Alles wird von den ­Massai geleitet, deren Gesellschaft sich langsam vom Nomadentum zur sesshaften Lebensweise wandelt. Einige leben weiter traditionell als Hirten, andere haben es in der Politik, im Tourismus oder in der Wirtschaft zu Wohlstand gebracht und wohnen in grossen Häusern – manche verbinden beides, denn Wohlstand und Nomadentum verweben sich hier für unsere schweizerischen Vorstellungen ungewohnt ineinander.

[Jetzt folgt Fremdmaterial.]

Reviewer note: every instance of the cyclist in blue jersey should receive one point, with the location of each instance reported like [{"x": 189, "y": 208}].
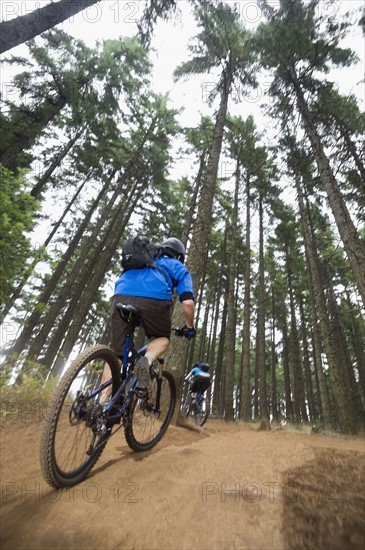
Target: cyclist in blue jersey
[
  {"x": 200, "y": 379},
  {"x": 150, "y": 290}
]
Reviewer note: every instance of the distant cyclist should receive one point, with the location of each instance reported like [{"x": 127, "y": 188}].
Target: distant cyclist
[{"x": 200, "y": 379}]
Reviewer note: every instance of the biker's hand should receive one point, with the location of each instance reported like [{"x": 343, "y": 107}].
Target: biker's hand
[{"x": 188, "y": 332}]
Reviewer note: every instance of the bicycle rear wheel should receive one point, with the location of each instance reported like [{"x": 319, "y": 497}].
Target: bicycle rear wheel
[
  {"x": 202, "y": 415},
  {"x": 74, "y": 434},
  {"x": 146, "y": 425}
]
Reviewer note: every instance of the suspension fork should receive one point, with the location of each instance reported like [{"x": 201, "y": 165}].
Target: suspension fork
[{"x": 159, "y": 383}]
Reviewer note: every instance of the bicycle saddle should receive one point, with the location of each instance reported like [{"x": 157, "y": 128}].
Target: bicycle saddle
[{"x": 127, "y": 308}]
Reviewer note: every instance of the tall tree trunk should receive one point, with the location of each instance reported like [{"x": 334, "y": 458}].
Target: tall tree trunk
[
  {"x": 245, "y": 404},
  {"x": 177, "y": 353},
  {"x": 354, "y": 248},
  {"x": 298, "y": 386},
  {"x": 24, "y": 27},
  {"x": 86, "y": 298},
  {"x": 306, "y": 363},
  {"x": 288, "y": 401},
  {"x": 352, "y": 150},
  {"x": 230, "y": 340},
  {"x": 260, "y": 334},
  {"x": 33, "y": 320},
  {"x": 274, "y": 408},
  {"x": 42, "y": 181},
  {"x": 317, "y": 355},
  {"x": 348, "y": 422}
]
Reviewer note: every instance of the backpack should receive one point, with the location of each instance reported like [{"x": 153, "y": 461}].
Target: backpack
[{"x": 138, "y": 252}]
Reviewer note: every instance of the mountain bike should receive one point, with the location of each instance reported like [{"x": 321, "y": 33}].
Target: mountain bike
[
  {"x": 95, "y": 395},
  {"x": 196, "y": 406}
]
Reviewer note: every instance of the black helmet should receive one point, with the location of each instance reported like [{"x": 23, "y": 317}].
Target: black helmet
[
  {"x": 201, "y": 365},
  {"x": 175, "y": 247}
]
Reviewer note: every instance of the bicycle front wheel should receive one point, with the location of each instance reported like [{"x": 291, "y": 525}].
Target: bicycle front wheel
[
  {"x": 74, "y": 433},
  {"x": 148, "y": 421}
]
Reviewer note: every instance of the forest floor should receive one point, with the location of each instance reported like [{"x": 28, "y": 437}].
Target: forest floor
[{"x": 226, "y": 487}]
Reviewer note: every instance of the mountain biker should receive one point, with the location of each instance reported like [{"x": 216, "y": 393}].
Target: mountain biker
[
  {"x": 150, "y": 291},
  {"x": 200, "y": 378}
]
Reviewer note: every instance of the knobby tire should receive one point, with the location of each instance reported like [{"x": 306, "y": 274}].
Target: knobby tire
[
  {"x": 145, "y": 427},
  {"x": 63, "y": 457}
]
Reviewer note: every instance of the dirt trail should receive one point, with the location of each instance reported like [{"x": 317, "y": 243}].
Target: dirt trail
[{"x": 229, "y": 487}]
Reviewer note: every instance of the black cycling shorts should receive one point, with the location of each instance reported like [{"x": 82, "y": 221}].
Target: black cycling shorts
[{"x": 155, "y": 316}]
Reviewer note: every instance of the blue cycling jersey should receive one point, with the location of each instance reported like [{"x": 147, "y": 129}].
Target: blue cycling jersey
[
  {"x": 199, "y": 372},
  {"x": 150, "y": 282}
]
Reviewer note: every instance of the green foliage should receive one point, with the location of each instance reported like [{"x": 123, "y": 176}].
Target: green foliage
[
  {"x": 17, "y": 217},
  {"x": 26, "y": 398}
]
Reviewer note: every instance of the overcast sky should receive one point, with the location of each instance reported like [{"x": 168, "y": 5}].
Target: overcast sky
[{"x": 113, "y": 18}]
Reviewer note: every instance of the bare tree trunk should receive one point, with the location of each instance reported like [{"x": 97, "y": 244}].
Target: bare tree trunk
[
  {"x": 24, "y": 27},
  {"x": 348, "y": 422},
  {"x": 230, "y": 340},
  {"x": 354, "y": 248},
  {"x": 42, "y": 181},
  {"x": 245, "y": 404},
  {"x": 260, "y": 334},
  {"x": 177, "y": 352}
]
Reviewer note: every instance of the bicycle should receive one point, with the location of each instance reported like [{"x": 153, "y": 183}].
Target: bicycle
[
  {"x": 196, "y": 406},
  {"x": 96, "y": 394}
]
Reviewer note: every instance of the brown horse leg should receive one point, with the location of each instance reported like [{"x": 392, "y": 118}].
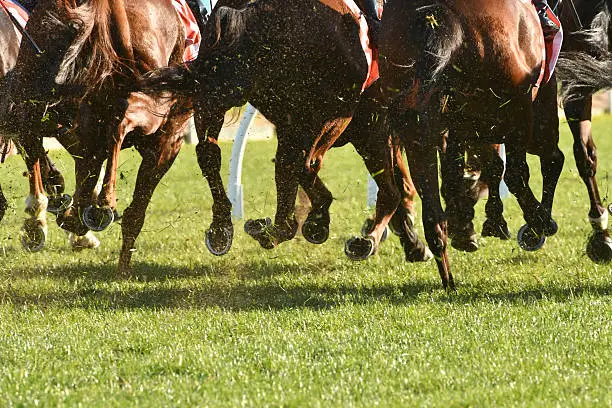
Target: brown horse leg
[
  {"x": 150, "y": 173},
  {"x": 459, "y": 200},
  {"x": 578, "y": 112},
  {"x": 34, "y": 230},
  {"x": 495, "y": 225},
  {"x": 288, "y": 167},
  {"x": 221, "y": 231},
  {"x": 546, "y": 145},
  {"x": 423, "y": 162},
  {"x": 403, "y": 221},
  {"x": 315, "y": 228}
]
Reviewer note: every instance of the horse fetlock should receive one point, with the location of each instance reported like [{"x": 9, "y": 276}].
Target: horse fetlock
[{"x": 600, "y": 223}]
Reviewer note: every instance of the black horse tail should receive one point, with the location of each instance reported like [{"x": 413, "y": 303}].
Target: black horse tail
[
  {"x": 583, "y": 74},
  {"x": 589, "y": 70},
  {"x": 440, "y": 35},
  {"x": 178, "y": 79}
]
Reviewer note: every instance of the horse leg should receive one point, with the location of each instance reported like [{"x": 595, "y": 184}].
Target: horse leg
[
  {"x": 34, "y": 230},
  {"x": 545, "y": 143},
  {"x": 459, "y": 203},
  {"x": 288, "y": 166},
  {"x": 3, "y": 204},
  {"x": 151, "y": 170},
  {"x": 221, "y": 231},
  {"x": 495, "y": 225},
  {"x": 531, "y": 236},
  {"x": 423, "y": 162},
  {"x": 578, "y": 112},
  {"x": 315, "y": 228}
]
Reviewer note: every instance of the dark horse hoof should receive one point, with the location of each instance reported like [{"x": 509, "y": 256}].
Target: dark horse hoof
[
  {"x": 530, "y": 240},
  {"x": 316, "y": 227},
  {"x": 599, "y": 247},
  {"x": 219, "y": 240},
  {"x": 258, "y": 229},
  {"x": 465, "y": 242},
  {"x": 551, "y": 229},
  {"x": 359, "y": 248},
  {"x": 33, "y": 236},
  {"x": 495, "y": 229},
  {"x": 98, "y": 218},
  {"x": 368, "y": 226},
  {"x": 59, "y": 204}
]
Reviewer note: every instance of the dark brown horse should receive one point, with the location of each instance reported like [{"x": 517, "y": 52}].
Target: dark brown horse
[
  {"x": 302, "y": 65},
  {"x": 52, "y": 179},
  {"x": 469, "y": 66},
  {"x": 584, "y": 68},
  {"x": 93, "y": 50}
]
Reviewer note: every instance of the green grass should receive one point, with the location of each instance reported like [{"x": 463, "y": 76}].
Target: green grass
[{"x": 301, "y": 325}]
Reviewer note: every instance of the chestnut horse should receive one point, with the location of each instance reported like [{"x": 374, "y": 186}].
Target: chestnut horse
[
  {"x": 92, "y": 51},
  {"x": 585, "y": 67},
  {"x": 302, "y": 64},
  {"x": 469, "y": 66},
  {"x": 53, "y": 181}
]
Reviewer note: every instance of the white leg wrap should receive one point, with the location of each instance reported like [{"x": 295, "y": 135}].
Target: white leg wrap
[{"x": 600, "y": 223}]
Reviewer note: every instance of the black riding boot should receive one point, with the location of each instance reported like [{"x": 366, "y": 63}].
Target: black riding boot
[
  {"x": 549, "y": 27},
  {"x": 370, "y": 11}
]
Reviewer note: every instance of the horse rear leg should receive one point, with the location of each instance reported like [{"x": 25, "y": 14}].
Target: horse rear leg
[
  {"x": 578, "y": 112},
  {"x": 492, "y": 173},
  {"x": 315, "y": 228},
  {"x": 289, "y": 164},
  {"x": 220, "y": 234},
  {"x": 152, "y": 169}
]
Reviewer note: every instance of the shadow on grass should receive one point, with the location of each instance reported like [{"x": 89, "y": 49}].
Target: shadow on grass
[{"x": 172, "y": 288}]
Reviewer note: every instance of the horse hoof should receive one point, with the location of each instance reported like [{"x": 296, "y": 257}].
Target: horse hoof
[
  {"x": 98, "y": 218},
  {"x": 368, "y": 226},
  {"x": 529, "y": 240},
  {"x": 258, "y": 230},
  {"x": 359, "y": 248},
  {"x": 465, "y": 243},
  {"x": 552, "y": 228},
  {"x": 33, "y": 237},
  {"x": 219, "y": 240},
  {"x": 59, "y": 204},
  {"x": 314, "y": 232},
  {"x": 599, "y": 248},
  {"x": 497, "y": 230}
]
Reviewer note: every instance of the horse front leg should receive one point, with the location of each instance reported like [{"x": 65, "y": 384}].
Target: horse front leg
[
  {"x": 289, "y": 163},
  {"x": 423, "y": 162},
  {"x": 495, "y": 224},
  {"x": 152, "y": 169},
  {"x": 220, "y": 234},
  {"x": 578, "y": 113}
]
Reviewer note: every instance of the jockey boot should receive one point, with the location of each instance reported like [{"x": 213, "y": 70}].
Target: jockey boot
[
  {"x": 549, "y": 27},
  {"x": 370, "y": 11}
]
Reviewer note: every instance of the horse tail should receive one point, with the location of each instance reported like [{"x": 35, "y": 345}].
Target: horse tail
[
  {"x": 590, "y": 70},
  {"x": 101, "y": 45},
  {"x": 180, "y": 79},
  {"x": 439, "y": 34},
  {"x": 581, "y": 73}
]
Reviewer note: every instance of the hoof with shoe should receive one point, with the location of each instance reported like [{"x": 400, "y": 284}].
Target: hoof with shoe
[
  {"x": 33, "y": 236},
  {"x": 359, "y": 248},
  {"x": 219, "y": 240},
  {"x": 87, "y": 241},
  {"x": 260, "y": 230},
  {"x": 98, "y": 218},
  {"x": 495, "y": 229},
  {"x": 59, "y": 204},
  {"x": 368, "y": 226},
  {"x": 599, "y": 247},
  {"x": 529, "y": 240}
]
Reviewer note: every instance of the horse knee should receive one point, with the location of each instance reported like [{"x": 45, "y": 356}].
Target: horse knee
[{"x": 209, "y": 157}]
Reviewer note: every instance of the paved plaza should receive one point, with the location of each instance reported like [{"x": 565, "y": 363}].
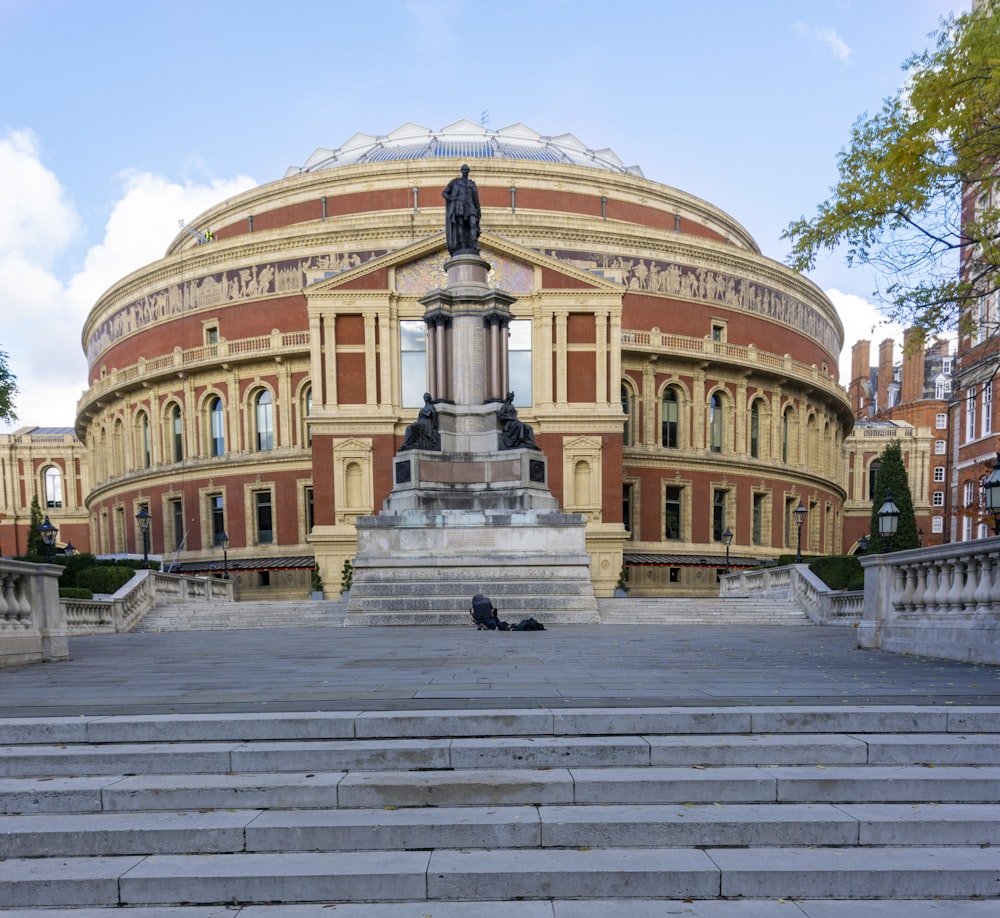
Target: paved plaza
[{"x": 344, "y": 669}]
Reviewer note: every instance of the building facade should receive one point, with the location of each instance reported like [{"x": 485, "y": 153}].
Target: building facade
[{"x": 257, "y": 380}]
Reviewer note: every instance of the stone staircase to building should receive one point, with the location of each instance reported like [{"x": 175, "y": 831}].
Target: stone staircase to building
[
  {"x": 526, "y": 814},
  {"x": 332, "y": 613},
  {"x": 222, "y": 616},
  {"x": 706, "y": 610}
]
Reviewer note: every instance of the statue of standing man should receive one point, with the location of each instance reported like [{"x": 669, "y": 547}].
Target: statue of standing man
[{"x": 462, "y": 214}]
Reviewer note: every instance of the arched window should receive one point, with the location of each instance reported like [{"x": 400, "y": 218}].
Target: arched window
[
  {"x": 217, "y": 427},
  {"x": 264, "y": 413},
  {"x": 627, "y": 433},
  {"x": 53, "y": 487},
  {"x": 307, "y": 412},
  {"x": 715, "y": 423},
  {"x": 145, "y": 456},
  {"x": 177, "y": 433},
  {"x": 670, "y": 419},
  {"x": 755, "y": 429}
]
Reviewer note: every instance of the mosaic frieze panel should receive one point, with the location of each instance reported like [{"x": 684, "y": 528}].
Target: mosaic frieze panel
[
  {"x": 426, "y": 274},
  {"x": 711, "y": 286},
  {"x": 288, "y": 276}
]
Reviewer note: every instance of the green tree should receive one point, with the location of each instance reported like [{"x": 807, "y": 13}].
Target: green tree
[
  {"x": 8, "y": 390},
  {"x": 35, "y": 545},
  {"x": 891, "y": 478},
  {"x": 919, "y": 186}
]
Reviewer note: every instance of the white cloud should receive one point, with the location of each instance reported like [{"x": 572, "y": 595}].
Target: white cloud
[
  {"x": 862, "y": 321},
  {"x": 43, "y": 311},
  {"x": 825, "y": 35}
]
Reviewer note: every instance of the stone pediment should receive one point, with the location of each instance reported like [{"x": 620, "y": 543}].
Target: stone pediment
[{"x": 418, "y": 269}]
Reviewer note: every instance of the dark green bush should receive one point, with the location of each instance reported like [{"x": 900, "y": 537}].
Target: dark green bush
[
  {"x": 74, "y": 593},
  {"x": 104, "y": 578}
]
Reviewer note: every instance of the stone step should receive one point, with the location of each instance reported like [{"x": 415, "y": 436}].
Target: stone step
[
  {"x": 420, "y": 828},
  {"x": 484, "y": 874},
  {"x": 807, "y": 720},
  {"x": 551, "y": 908},
  {"x": 648, "y": 785},
  {"x": 26, "y": 760}
]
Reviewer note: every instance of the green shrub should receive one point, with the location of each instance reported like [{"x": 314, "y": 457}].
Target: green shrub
[
  {"x": 74, "y": 593},
  {"x": 104, "y": 578}
]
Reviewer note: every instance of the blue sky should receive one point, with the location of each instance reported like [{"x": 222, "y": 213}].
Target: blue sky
[{"x": 118, "y": 118}]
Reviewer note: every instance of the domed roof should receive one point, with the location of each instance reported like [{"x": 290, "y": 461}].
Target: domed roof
[{"x": 466, "y": 140}]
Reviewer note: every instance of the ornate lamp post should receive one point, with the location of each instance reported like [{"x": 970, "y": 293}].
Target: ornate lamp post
[
  {"x": 223, "y": 541},
  {"x": 888, "y": 520},
  {"x": 991, "y": 494},
  {"x": 143, "y": 518},
  {"x": 48, "y": 533},
  {"x": 800, "y": 517}
]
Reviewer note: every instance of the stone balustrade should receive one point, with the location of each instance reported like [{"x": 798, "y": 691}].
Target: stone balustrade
[
  {"x": 144, "y": 591},
  {"x": 32, "y": 626},
  {"x": 795, "y": 581},
  {"x": 942, "y": 601}
]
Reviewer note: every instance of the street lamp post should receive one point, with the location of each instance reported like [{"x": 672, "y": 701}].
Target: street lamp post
[
  {"x": 143, "y": 518},
  {"x": 223, "y": 541},
  {"x": 991, "y": 494},
  {"x": 48, "y": 533},
  {"x": 800, "y": 516},
  {"x": 888, "y": 520}
]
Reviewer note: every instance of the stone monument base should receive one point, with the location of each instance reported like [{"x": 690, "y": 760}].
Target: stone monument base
[{"x": 420, "y": 567}]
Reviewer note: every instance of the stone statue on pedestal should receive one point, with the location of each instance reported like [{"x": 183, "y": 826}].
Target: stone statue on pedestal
[
  {"x": 462, "y": 212},
  {"x": 423, "y": 432},
  {"x": 514, "y": 433}
]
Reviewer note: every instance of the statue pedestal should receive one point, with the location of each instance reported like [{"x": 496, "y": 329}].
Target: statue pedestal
[{"x": 471, "y": 517}]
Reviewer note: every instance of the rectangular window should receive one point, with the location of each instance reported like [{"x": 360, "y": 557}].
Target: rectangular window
[
  {"x": 265, "y": 526},
  {"x": 672, "y": 514},
  {"x": 718, "y": 514},
  {"x": 413, "y": 361},
  {"x": 519, "y": 361},
  {"x": 218, "y": 517},
  {"x": 757, "y": 527},
  {"x": 177, "y": 520}
]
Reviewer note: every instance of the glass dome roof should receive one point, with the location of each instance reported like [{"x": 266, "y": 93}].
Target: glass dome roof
[{"x": 465, "y": 140}]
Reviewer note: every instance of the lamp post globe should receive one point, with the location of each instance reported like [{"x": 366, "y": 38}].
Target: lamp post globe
[
  {"x": 888, "y": 520},
  {"x": 143, "y": 519},
  {"x": 800, "y": 516},
  {"x": 48, "y": 533}
]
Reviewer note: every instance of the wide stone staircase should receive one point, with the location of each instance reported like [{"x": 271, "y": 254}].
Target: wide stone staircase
[
  {"x": 543, "y": 813},
  {"x": 222, "y": 616}
]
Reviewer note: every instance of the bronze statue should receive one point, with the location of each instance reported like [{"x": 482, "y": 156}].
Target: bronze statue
[
  {"x": 514, "y": 433},
  {"x": 423, "y": 432},
  {"x": 462, "y": 214}
]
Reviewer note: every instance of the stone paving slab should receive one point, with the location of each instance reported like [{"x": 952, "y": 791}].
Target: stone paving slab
[
  {"x": 479, "y": 874},
  {"x": 566, "y": 667},
  {"x": 300, "y": 877},
  {"x": 858, "y": 873}
]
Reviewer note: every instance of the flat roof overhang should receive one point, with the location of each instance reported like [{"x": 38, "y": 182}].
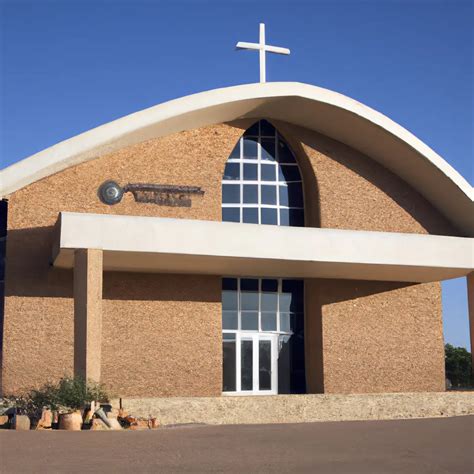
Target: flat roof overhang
[{"x": 162, "y": 245}]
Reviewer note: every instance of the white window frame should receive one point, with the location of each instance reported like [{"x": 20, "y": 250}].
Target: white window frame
[
  {"x": 256, "y": 336},
  {"x": 259, "y": 182}
]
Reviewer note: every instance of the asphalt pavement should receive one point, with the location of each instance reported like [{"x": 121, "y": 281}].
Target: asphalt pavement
[{"x": 440, "y": 445}]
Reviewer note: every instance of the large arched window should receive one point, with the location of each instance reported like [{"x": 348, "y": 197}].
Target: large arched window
[
  {"x": 262, "y": 181},
  {"x": 262, "y": 317}
]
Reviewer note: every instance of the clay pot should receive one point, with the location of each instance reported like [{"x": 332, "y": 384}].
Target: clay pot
[
  {"x": 70, "y": 421},
  {"x": 21, "y": 423}
]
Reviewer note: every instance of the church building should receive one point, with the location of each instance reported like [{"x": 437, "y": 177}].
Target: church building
[{"x": 269, "y": 238}]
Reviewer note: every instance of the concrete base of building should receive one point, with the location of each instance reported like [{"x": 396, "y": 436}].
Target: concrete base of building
[{"x": 227, "y": 410}]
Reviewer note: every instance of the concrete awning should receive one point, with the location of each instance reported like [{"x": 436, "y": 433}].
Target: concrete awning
[{"x": 161, "y": 245}]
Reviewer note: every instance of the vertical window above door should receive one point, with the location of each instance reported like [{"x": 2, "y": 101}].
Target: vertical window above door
[{"x": 263, "y": 338}]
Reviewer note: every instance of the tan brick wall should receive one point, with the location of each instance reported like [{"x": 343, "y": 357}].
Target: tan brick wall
[
  {"x": 376, "y": 337},
  {"x": 163, "y": 338},
  {"x": 161, "y": 332}
]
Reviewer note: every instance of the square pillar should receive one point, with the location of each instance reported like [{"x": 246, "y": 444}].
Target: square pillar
[
  {"x": 470, "y": 303},
  {"x": 87, "y": 313}
]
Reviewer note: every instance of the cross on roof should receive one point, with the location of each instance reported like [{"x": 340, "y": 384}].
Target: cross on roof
[{"x": 262, "y": 48}]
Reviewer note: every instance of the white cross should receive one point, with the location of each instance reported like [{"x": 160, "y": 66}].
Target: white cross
[{"x": 262, "y": 48}]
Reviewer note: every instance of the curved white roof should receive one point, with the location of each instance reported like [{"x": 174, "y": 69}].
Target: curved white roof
[{"x": 322, "y": 110}]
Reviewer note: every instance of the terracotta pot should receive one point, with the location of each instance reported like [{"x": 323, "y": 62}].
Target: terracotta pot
[
  {"x": 70, "y": 421},
  {"x": 21, "y": 423}
]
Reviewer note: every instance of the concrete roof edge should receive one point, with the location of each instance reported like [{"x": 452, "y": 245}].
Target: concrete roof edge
[{"x": 128, "y": 130}]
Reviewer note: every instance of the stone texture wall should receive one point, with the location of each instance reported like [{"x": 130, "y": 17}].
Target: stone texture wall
[
  {"x": 301, "y": 408},
  {"x": 162, "y": 333},
  {"x": 375, "y": 337}
]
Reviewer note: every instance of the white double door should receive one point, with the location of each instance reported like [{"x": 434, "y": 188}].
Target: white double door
[{"x": 257, "y": 363}]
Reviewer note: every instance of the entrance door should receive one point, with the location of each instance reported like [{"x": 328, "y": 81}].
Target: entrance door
[{"x": 257, "y": 364}]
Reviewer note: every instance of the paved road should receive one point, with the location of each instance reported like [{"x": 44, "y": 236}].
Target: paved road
[{"x": 443, "y": 445}]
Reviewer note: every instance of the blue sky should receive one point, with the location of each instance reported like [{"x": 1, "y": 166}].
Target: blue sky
[{"x": 68, "y": 66}]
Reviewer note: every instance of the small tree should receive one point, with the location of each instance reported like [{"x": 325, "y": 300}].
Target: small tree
[{"x": 458, "y": 366}]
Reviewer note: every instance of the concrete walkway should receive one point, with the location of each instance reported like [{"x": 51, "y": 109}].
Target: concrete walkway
[{"x": 443, "y": 445}]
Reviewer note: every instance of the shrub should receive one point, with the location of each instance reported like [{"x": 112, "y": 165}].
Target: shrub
[
  {"x": 458, "y": 366},
  {"x": 70, "y": 393}
]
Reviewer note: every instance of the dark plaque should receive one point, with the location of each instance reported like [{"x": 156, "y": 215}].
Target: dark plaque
[{"x": 162, "y": 194}]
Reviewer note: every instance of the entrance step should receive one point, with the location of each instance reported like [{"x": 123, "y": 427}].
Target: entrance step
[{"x": 300, "y": 408}]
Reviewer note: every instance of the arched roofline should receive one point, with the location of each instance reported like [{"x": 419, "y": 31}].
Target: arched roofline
[{"x": 315, "y": 108}]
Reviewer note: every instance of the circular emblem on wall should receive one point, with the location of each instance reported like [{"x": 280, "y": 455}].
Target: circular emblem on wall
[{"x": 110, "y": 193}]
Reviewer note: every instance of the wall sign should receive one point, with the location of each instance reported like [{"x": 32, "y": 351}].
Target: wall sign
[{"x": 162, "y": 194}]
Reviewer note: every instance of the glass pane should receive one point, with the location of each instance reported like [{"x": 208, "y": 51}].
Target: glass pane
[
  {"x": 296, "y": 217},
  {"x": 295, "y": 195},
  {"x": 231, "y": 214},
  {"x": 288, "y": 173},
  {"x": 248, "y": 301},
  {"x": 266, "y": 128},
  {"x": 269, "y": 301},
  {"x": 250, "y": 215},
  {"x": 284, "y": 153},
  {"x": 250, "y": 172},
  {"x": 250, "y": 194},
  {"x": 268, "y": 194},
  {"x": 232, "y": 171},
  {"x": 250, "y": 148},
  {"x": 268, "y": 172},
  {"x": 229, "y": 283},
  {"x": 265, "y": 365},
  {"x": 285, "y": 322},
  {"x": 228, "y": 365},
  {"x": 253, "y": 130},
  {"x": 284, "y": 201},
  {"x": 249, "y": 284},
  {"x": 285, "y": 216},
  {"x": 269, "y": 216},
  {"x": 236, "y": 151},
  {"x": 249, "y": 321},
  {"x": 268, "y": 321},
  {"x": 269, "y": 284},
  {"x": 231, "y": 193},
  {"x": 295, "y": 289},
  {"x": 268, "y": 149},
  {"x": 284, "y": 374},
  {"x": 230, "y": 320},
  {"x": 246, "y": 365},
  {"x": 229, "y": 300}
]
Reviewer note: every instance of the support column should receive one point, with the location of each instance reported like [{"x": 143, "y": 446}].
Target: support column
[
  {"x": 87, "y": 313},
  {"x": 470, "y": 303}
]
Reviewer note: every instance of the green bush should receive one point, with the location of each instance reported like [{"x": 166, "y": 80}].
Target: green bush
[
  {"x": 70, "y": 393},
  {"x": 458, "y": 366}
]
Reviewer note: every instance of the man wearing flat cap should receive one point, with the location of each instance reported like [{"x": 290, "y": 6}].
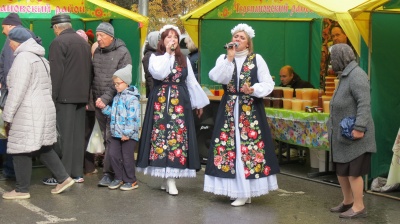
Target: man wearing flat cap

Zehn Minuten weiter einem Ausläufer des Usa Rivers entlang, der von einigen Feldern und Dornakazien sowie wenigen gemauerten Einfamilienhäusern gesäumt wird, liegt die Simba Vision School. Während der Regenzeit ist es hier grün. Doch gerade ist der Fluss ein Rinnsal, die Trockenheit verlangsamt das Wachstum der Pflanzen, Ziegen und Kühe und erhöht die Dichte des Staubs in der Luft. Wie überall in Tansania stehen auch auf dem Simba-Vision-Gelände für rund 320 Kinder Schulbauten in Zeilen. Sie wirken bescheiden, im Sinne von angemessen, nicht übertrieben und respektvoll gegenüber der Umgebung. Bescheidenheit, auf eine besondere Art mit Stolz und freundlich-­bestimmtem Menschenverstand verbunden, ist auch ein Charakterzug vieler Tansanier.

Draussen ist überall

Auf dem Boden markieren weisse  Steine die Wegränder und führen zum neuen zweistöckigen Schulhaus. Sie machen aufwendige Signaletik, Bodenbeläge und Randsteine überflüssig. Anstelle eines Zauns mit Tor wachsen Gestrüpp und Schirmakazien um das Areal. Zwischen diesen treten Gruppen von Kindern in dunkelgrünen Uniformen auf die Lichtung.

Die Mauersteine der Aussenwände des grossen Neubaus mit den rhombenförmigen Fenstern und den grünen Fensterrahmen wirken wie geometrische Zeichnungen auf den Schuppen eines Riesenchamäleons. Wie die Wände der klassischen Nachbarbauten bestehen sie aus Vulkansand mit Zementzuschlag.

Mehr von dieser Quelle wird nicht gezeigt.